Utilizing large-scale in vitro drug screens to aid Patient-Derived Xenograft experimental design

Introduction: Oncology drug development relies heavily on in vivo models such as patient derived xenografts (PDX) for preclinical drug efficacy testing. However, PDX models are limited by long tumor establishment times, high engraftment failure rates, high experimental costs [1] and arbitrary drug dosing. Thus, developing a systematic pipeline to prioritize the most efficacious drugs at optimal doses for testing will substantially save experimental costs. The Genomics of Drug Sensitivity in Cancer (GDSC) database [2] catalogues a large database of cancer cell lines tested against cancer drugs in the form of large-scale in vitro drug screens, and has been used to find novel drug targets, but has yet to be used to improve PDX study design. A comprehensive database of PDX tumor growth studies also exists in the Mouse Models of Human Cancer database (MMHCdb) [3]. We thus, aim to develop a pipeline to link in vitro drug sensitivity data (GDSC) to in vivo PDX outcomes (MMHCdb). This was done using pharmacokinetic (PK) indices, a method of combining PK profiles of drugs with the half-maximal inhibitory concentration (IC50) of in vitro drug sensitivity screens. Being able to predict PDX outcomes from in vitro data and the accompanying in vivo drug dose will help us to better prioritize effective drugs and the optimal doses to be tested in PDX mice. 

Methods: Tumor volume data from the two largest cancer subtypes; lung adenocarcinoma (LUAD) and triple-negative breast cancer (TNBC) was extracted from MMHCdb. In vivo drug efficacy was calculated as Tumor Growth inhibition (TGI), the percentage reduction in tumor volume in treated versus control groups. In vitro IC50 values were compiled from GDSC and relevant cell lines of the same cancer subtype to PDX were identified. Cell lines without an IC50 within GDSC screening concentrations were discarded due to unreliable IC50 estimates. When a single match had multiple cell lines and PDX models, median values for both groups were calculated. One- and two- compartment PK models for studied drugs cisplatin, cyclophosphamide, docetaxel and doxorubicin were developed using in vivo mouse PK data from literature and verified using visual predictive check. Unless otherwise stated, all datapoints were derived using WebPlotDigitizer. PK indices were calculated by simulating PDX drug dosing regimens and adding the relevant median IC50 as a threshold. PK indices included the area under the effect curve (AUEC) [4], the ratio of area under the concentration-time curve to median IC50 (AUC/IC50) and the duration of drug exposure above median IC50 (Time>IC50) and were correlated with TGI via Pearson correlation.
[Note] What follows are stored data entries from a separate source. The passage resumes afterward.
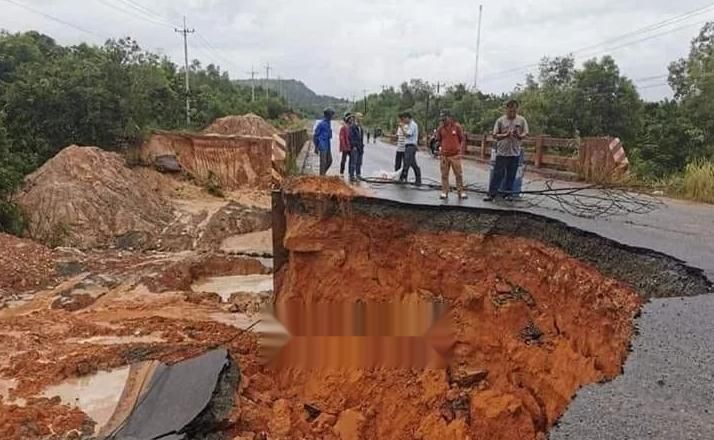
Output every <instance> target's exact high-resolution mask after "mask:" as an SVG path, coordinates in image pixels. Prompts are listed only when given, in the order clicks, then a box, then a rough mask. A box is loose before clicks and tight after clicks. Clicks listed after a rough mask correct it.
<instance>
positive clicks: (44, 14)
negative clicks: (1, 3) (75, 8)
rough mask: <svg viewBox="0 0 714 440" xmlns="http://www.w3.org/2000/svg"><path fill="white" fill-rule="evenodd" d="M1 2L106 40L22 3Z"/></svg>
mask: <svg viewBox="0 0 714 440" xmlns="http://www.w3.org/2000/svg"><path fill="white" fill-rule="evenodd" d="M2 1H5V2H7V3H11V4H13V5H15V6H19V7H21V8H23V9H26V10H28V11H30V12H33V13H35V14H38V15H41V16H43V17H45V18H46V19H48V20H52V21H54V22H57V23H60V24H63V25H65V26H69V27H71V28H73V29H75V30H78V31H80V32H84V33H85V34H89V35H94V36H95V37H99V38H102V39H105V38H106V37H105V36H104V35H100V34H98V33H96V32H93V31H91V30H89V29H86V28H83V27H81V26H79V25H76V24H74V23H70V22H68V21H65V20H63V19H61V18H58V17H55V16H53V15H50V14H46V13H44V12H42V11H40V10H38V9H35V8H33V7H31V6H28V5H26V4H24V3H20V2H16V1H14V0H2Z"/></svg>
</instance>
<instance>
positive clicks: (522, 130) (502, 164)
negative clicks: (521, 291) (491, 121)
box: [484, 100, 528, 202]
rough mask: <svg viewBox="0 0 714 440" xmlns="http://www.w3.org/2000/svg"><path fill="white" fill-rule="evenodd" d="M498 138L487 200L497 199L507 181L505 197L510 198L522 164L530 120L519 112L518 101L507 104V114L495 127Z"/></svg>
mask: <svg viewBox="0 0 714 440" xmlns="http://www.w3.org/2000/svg"><path fill="white" fill-rule="evenodd" d="M493 136H494V138H496V165H495V166H494V169H493V177H492V178H491V182H490V184H489V188H488V196H487V197H486V198H485V199H484V201H486V202H492V201H494V200H495V199H496V196H497V195H498V192H499V191H500V189H501V187H502V186H503V185H504V181H505V189H504V190H505V198H506V200H510V199H511V197H512V193H513V184H514V183H515V180H516V175H517V174H518V167H519V165H520V157H521V149H522V148H523V139H525V138H526V137H527V136H528V121H526V118H524V117H523V116H521V115H519V114H518V101H516V100H511V101H508V103H507V104H506V114H505V115H504V116H501V117H500V118H499V119H498V120H497V121H496V125H495V126H494V128H493Z"/></svg>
Results: A total of 173 in vitro IC50 values with matching drugs and PDX models were identified from GDSC. A one-compartment PK model was developed for cyclophosphamide, while two-compartment PK models were developed for cisplatin, docetaxel and doxorubicin. All models had linear elimination. Among the PK indices AUEC performed the best in correlating with TGI (R² = 0.739), followed by AUC/IC50 (R² = 0.665) and Time>IC50 (R² = 0.615), with median IC50 exhibiting the weakest correlation with drug efficacy (R² = 0.436). AUEC was estimated to be 558.54 and 88.47 to achieve complete response (95% TGI) or partial response (50% TGI) in PDX respectively, based on the response evaluation criteria in solid tumors (RECIST) criteria defined by the MMHCdb.
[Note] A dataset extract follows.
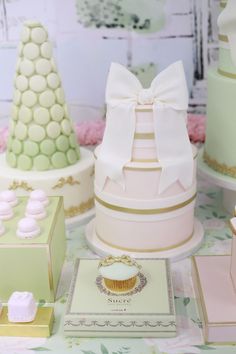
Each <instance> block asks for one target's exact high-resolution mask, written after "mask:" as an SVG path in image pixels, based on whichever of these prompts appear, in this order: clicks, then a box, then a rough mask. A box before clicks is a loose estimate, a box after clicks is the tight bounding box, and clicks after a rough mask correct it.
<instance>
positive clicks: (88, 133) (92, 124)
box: [75, 119, 105, 145]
Conclusion: Using public databases, GDSC and MMHCdb, we were able to demonstrate AUEC as a useful PK index to predict in vivo drug efficacy in PDX models and suggest the relevant drug exposure level required to achieve either complete or partial response. Thus, this pipeline allows us to prioritize efficacious drugs and optimize the drug doses to be tested in PDX studies, thereby saving time and costs in oncology drug development.

References

1.     Y. Liu et al., Signal Transduction and Targeted Therapy. 8 (2023).

2.     W. Yang et al., Nucleic Acids Research. 41, D955–D961 (2012).

3.     D. M. Krupke et al., Cancer Research. 77, e67–e70 (2017).

4.     C. Chen, S. M. Lavezzi, L. Iavarone, CPT Pharmacometrics & Systems Pharmacology. 11, 1029–1044 (2022).